Industry sources said an announcement leading to a substantial drop in the duty structure was expected towards the month-end. The tax reduction coincides with the setting up of a State Beverages Corporation - which would handle wholesale trade aimed at checking the flow of `seconds' liquor sales in Karnataka. A tax cut now is expected to play significant role in the success of the beverages corporation.
Karnataka, with potential to emerge as one of the largest Indian-made foreign liquor (IMFL) markets in the country, is widely considered as a `black hole' by liquor marketers as `seconds', defined as tax evaded liquor, outsell formal sales at a ratio estimated at 6:1.
The menace of tax evasion is more in IMFL leaving out others sectors such as country liquor or arrack and beer. The blame for this falls partially on the steep tax incidence, which is one of the highest in the country.
In going for a duty cut, the State Government seems to be learning from the experience of Andhra Pradesh which in the mid-90s went for significant tariff rationalisation to boost its fledgling beverages corporation.
The industry watchers said this played a crucial role in strengthening the Andhra Pradesh Beverages Corporation (APBCL) and resulted in cleaning up that market as it emerged from a brief spell of prohibition.
Currently, Karnataka's annual tax receipts from IMFL contribute roughly Rs 655 crore to the State excise coffers, which is far below the real potential on account of non-compliance.
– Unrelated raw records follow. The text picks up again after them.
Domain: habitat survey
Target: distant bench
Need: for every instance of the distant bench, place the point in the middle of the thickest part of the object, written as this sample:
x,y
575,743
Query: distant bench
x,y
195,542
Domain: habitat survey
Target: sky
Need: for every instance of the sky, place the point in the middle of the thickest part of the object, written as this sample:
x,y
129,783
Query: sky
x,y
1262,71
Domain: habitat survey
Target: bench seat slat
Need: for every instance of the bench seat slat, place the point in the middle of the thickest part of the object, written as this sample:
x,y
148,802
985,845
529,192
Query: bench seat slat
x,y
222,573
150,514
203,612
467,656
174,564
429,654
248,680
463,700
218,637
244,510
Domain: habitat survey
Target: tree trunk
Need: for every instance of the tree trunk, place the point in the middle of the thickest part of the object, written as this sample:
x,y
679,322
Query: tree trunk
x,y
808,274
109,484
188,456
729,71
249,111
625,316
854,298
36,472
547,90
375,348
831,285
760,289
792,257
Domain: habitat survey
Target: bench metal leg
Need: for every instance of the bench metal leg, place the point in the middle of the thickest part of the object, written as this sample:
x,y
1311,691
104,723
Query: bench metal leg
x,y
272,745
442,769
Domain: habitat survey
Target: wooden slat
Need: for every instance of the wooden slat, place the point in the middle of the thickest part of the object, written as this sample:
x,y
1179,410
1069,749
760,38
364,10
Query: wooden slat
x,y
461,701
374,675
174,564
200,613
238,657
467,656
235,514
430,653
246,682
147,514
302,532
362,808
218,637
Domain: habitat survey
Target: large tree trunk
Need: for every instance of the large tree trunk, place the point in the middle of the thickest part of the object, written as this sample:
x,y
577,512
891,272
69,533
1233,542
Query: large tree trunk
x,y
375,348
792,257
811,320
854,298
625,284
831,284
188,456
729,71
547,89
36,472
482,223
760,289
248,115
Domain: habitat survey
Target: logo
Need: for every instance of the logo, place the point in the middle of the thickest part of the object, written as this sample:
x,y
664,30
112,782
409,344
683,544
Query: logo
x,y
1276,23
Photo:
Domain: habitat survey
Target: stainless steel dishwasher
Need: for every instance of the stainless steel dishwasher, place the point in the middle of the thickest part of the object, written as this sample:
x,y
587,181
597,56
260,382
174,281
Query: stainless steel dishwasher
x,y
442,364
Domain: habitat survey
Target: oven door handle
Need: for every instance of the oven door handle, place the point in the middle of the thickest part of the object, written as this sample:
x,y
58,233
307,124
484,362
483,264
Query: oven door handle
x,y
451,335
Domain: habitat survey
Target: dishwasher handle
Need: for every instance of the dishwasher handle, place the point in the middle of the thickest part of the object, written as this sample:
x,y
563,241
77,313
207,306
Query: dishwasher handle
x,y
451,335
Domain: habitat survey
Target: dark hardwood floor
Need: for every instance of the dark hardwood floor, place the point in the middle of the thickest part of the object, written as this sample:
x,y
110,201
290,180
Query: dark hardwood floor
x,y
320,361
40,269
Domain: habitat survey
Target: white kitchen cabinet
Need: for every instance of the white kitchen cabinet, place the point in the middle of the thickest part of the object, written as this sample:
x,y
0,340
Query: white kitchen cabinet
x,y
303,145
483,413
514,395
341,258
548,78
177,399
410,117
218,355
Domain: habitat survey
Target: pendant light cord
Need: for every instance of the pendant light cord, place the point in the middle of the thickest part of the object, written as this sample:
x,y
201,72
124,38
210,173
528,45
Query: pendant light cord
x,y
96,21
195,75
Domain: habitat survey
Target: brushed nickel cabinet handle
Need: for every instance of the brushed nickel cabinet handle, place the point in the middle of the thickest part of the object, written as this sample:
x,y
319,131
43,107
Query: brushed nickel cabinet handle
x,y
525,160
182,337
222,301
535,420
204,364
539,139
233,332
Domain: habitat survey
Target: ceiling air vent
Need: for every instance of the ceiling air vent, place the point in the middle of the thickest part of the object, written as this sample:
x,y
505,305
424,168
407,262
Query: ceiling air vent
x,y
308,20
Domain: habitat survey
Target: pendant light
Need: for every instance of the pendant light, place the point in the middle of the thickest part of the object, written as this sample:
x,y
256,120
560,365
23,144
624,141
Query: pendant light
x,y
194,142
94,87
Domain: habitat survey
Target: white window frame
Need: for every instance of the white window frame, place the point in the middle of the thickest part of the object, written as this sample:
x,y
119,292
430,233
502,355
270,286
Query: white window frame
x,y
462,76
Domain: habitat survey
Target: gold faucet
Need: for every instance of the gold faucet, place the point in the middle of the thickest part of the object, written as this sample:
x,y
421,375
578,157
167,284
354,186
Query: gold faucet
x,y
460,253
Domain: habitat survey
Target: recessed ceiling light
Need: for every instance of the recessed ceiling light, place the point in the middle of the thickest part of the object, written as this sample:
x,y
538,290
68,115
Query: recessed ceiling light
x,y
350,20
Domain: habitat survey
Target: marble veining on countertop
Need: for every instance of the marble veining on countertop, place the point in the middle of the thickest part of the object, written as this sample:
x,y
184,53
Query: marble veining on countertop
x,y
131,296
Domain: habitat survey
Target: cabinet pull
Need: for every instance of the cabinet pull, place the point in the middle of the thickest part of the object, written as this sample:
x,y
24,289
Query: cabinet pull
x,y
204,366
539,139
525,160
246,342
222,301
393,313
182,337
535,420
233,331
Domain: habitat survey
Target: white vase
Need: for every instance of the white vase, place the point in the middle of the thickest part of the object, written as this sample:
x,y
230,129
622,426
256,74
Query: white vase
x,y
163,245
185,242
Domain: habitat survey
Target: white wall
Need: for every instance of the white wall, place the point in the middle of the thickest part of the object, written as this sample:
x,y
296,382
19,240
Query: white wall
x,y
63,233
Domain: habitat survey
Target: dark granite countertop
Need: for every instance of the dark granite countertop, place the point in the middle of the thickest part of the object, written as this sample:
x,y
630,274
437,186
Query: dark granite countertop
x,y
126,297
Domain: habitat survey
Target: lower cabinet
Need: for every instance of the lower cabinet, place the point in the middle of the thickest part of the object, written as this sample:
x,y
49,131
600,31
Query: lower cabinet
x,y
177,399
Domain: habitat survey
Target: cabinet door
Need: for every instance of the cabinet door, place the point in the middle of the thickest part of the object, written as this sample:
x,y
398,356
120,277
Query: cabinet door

Sources claimed that plugging of `seconds' sales could see this revenue surge to at least Rs 1,700 crore.
The country liquor or arrack chips in with revenues in excess of Rs 1,000 crore, while beer accounts for close to Rs 180 crore annually.
Meanwhile, Government sources refuted speculation that the administration may look at phasing out country liquor in the short-term.
The speculation in this regard suggested it was a necessary step to ensure progressive practices in IMFL business.
However, the Government sources said they were not looking at abolishing country liquor, as it would lead to substantial revenue loss.
``We also doubt whether the elaborate infrastructure in place for arrack can be replicated by IMFL immediately,'' sources added.